Implement per-token rate limiting rather than just IP-based limiting:
// Node.js example with Redis-based rate limiting
const rateLimit = require('express-rate-limit');
const RedisStore = require('rate-limit-redis');
// Rate limit based on token hash, not IP
const tokenRateLimiter = rateLimit({
store: new RedisStore({
prefix: 'token_rl:',
expiry: 60 * 60 // 1 hour
}),
keyGenerator: (req) => {
const token = req.headers.authorization?.replace('Bearer ', '');
return token ? `token:${hash(token)}` : 'no-token';
},
windowMs: 15 * 60 * 1000, // 15 minutes
max: 5, // limit each token to 5 requests per windowMs
message: 'Too many requests from this token'
});
app.use('/api/protected', tokenRateLimiter, (req, res) => {
// Protected endpoint logic
});
Enhance token validation with exponential backoff:
const jwt = require('jsonwebtoken');
const bcrypt = require('bcrypt');
// Store token hashes in database with attempt tracking
async function validateToken(token) {
if (!token) return false;
const tokenHash = await bcrypt.hash(token, 12);
const storedToken = await db.tokens.findOne({ hash: tokenHash });
if (!storedToken) {
// Invalid token, implement exponential backoff
await applyExponentialDelay(storedToken?.attempts || 0);
return false;
}
// Verify token signature
try {
const decoded = jwt.verify(token, process.env.JWT_SECRET);
return decoded;
} catch (err) {
// Increment failed attempts, implement lockout if needed
await db.tokens.updateOne(
{ _id: storedToken._id },
{ $inc: { attempts: 1 } }
);
if (storedToken.attempts > 10) {
await lockoutToken(storedToken._id);
}
return false;
}
}
Implement token complexity requirements:
// Generate cryptographically strong tokens
function generateSecureToken() {
const token = crypto.randomBytes(32).toString('base64url');
const expiresAt = Date.now() + 24 * 60 * 60 * 1000; // 24 hours
return {
token,
expiresAt,
hash: crypto.createHash('sha256').update(token).digest('hex')
};
}
Add monitoring and alerting for suspicious patterns:
// Monitor for potential brute force attempts
async function monitorBruteForceAttempts() {
const recentFailures = await db.authLogs.aggregate([
{ $match: { success: false, timestamp: { $gte: new Date(Date.now() - 15 * 60000) } } },
{ $group: { _id: '$tokenHash', count: { $sum: 1 }, ips: { $addToSet: '$ip' } } },
{ $match: { count: { $gte: 10 }, ips: { $size: { $gte: 3 } } } }
]);
for (const attempt of recentFailures) {
await alertSecurityTeam({
type: 'potential_brute_force',
tokenHash: attempt._id,
attempts: attempt.count,
sourceIPs: attempt.ips,
timestamp: new Date()
});
}
}
Consider implementing token binding to specific client characteristics:
// Bind tokens to client fingerprint
function bindTokenToClient(token, clientInfo) {
const fingerprint = crypto.createHash('sha256')
.update(JSON.stringify({
userAgent: clientInfo.userAgent,
ip: clientInfo.ip,
acceptHeaders: clientInfo.acceptHeaders
}))
.digest('hex');
return `${token}.${fingerprint}`;
}
Frequently Asked Questions
How does middleBrick detect brute force vulnerabilities in Bearer Token implementations?
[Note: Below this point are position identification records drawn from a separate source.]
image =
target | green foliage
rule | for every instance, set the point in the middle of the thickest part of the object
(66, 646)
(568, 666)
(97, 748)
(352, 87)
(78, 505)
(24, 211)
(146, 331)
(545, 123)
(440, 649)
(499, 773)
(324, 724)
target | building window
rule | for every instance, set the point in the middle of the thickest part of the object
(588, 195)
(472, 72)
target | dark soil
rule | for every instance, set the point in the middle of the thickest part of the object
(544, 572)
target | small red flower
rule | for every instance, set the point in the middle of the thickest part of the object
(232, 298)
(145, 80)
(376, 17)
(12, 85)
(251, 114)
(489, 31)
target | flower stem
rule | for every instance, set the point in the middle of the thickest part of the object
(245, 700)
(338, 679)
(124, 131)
middleBrick performs black-box scanning by sending various token patterns to your endpoints and analyzing responses. The scanner tests malformed tokens, random strings, and common token formats to identify endpoints that lack proper rate limiting or validation. It checks for consistent response times regardless of token validity, missing rate limiting mechanisms, and endpoints that reveal token existence information through timing or error messages.
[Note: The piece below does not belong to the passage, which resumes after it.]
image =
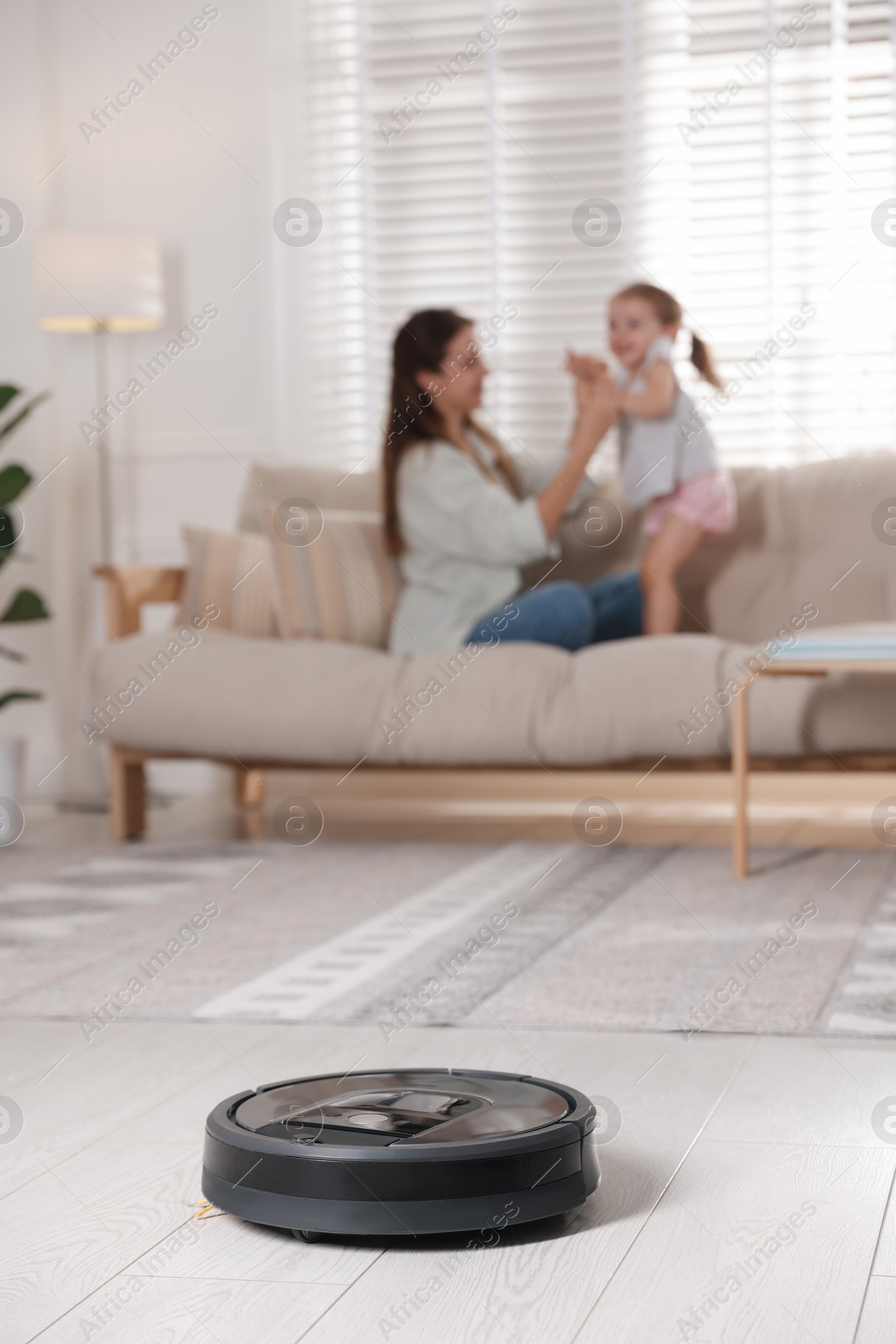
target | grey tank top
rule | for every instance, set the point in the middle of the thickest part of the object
(659, 455)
What's the difference between IP-based and token-based rate limiting for Bearer Tokens?
IP-based rate limiting restricts requests by client IP address, which fails against distributed attacks and shared networks. Token-based rate limiting restricts requests by the token value itself, limiting how many requests a specific token can make regardless of the source IP. This approach is more effective against Bearer Token brute force attacks because attackers often use distributed networks and because legitimate users share networks. Token-based limiting can be implemented using Redis or similar stores to track token usage patterns across your infrastructure.